Monday, March 10, 2014

Immune System Quiz

1. How does the immune system provide an immediate non-specific immune response?

     There are multiple ways in which the immune system can provide an immediate non-specific immune response. One way is through an inflammatory response. This occurs after tissue is damaged by bacteria, extreme pH levels, or heat. This damage causes histamine, bradykinin, and prostaglandin are released.
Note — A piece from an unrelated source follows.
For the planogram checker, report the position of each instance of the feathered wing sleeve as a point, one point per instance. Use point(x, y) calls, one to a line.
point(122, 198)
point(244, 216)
These causes swelling because these hormones cause an overflow in the blood vessels into the damaged tissue cells.




   The other way is to use chemical barriers, which can be fatty acids, secreted antimicrobial peptides, or enzymes such as phospholipase and lysozyme. These barriers counteract the antigens in order to protect the body from getting an infection. The different reactions each of these barriers have vary greatly, for example some of react therapeutically while others attack certain polymers on the outside of invading bacteria.
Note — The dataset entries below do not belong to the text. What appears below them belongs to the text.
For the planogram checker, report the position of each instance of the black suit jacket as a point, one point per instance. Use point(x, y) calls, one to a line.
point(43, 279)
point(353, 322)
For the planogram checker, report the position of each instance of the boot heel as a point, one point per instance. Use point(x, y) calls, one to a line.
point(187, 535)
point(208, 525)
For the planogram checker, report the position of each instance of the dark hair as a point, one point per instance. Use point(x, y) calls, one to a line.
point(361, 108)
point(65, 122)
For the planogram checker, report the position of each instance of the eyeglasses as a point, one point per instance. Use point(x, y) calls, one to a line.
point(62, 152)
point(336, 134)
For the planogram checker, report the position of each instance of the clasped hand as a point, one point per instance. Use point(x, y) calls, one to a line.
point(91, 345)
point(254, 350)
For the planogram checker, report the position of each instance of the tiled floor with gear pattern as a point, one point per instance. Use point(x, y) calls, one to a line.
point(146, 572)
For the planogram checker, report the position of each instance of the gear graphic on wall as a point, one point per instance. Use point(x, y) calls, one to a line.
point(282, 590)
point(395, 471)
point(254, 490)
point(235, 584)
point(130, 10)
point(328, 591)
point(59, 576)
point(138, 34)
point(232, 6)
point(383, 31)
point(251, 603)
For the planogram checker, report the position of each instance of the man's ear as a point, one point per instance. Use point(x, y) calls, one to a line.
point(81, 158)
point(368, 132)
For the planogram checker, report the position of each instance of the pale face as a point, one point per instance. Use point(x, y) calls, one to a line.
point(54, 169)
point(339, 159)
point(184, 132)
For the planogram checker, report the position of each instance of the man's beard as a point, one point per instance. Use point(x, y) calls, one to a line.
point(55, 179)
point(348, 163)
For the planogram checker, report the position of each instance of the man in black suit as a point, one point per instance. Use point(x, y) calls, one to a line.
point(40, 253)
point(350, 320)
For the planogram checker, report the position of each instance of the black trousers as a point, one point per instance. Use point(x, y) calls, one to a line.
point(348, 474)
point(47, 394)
      A third way is to use a complement system, which uses complement antibodies from the immune system to destroy invading bacteria. This system is made up of 25 proteins, and after the activation of a single protein, the rest become activated. This causes a release of molecules designed to target the bacteria's cell wall and cause it to implode.



2. How does the immune system activate T and B cells in response to an infection?
   
     B and T cells are types of lymphocytes found in the immune system. They are the primary defense of our immune system. T cells are broken down into "killer" T cells (Cytotoxic) and "helper" T cells and B cells are antigen receptors. The killer T cells have CD4 that is a growth stimulant so that more of these killer T cells are created. These killer T cells can target and kill toxic cells. They are activated when the T cell receptor binds with an antigen.

3. How does the immune system respond to a later exposure to the same infectious agent?

     One way is the use of memory cells (ex. T or B cells). They are called memory cells because they have devices that are specifically for recognizing specific pathogens. For example if you get the chicken pox once, you can not get it again because these memory cells will remember it and attack it extremely effectively.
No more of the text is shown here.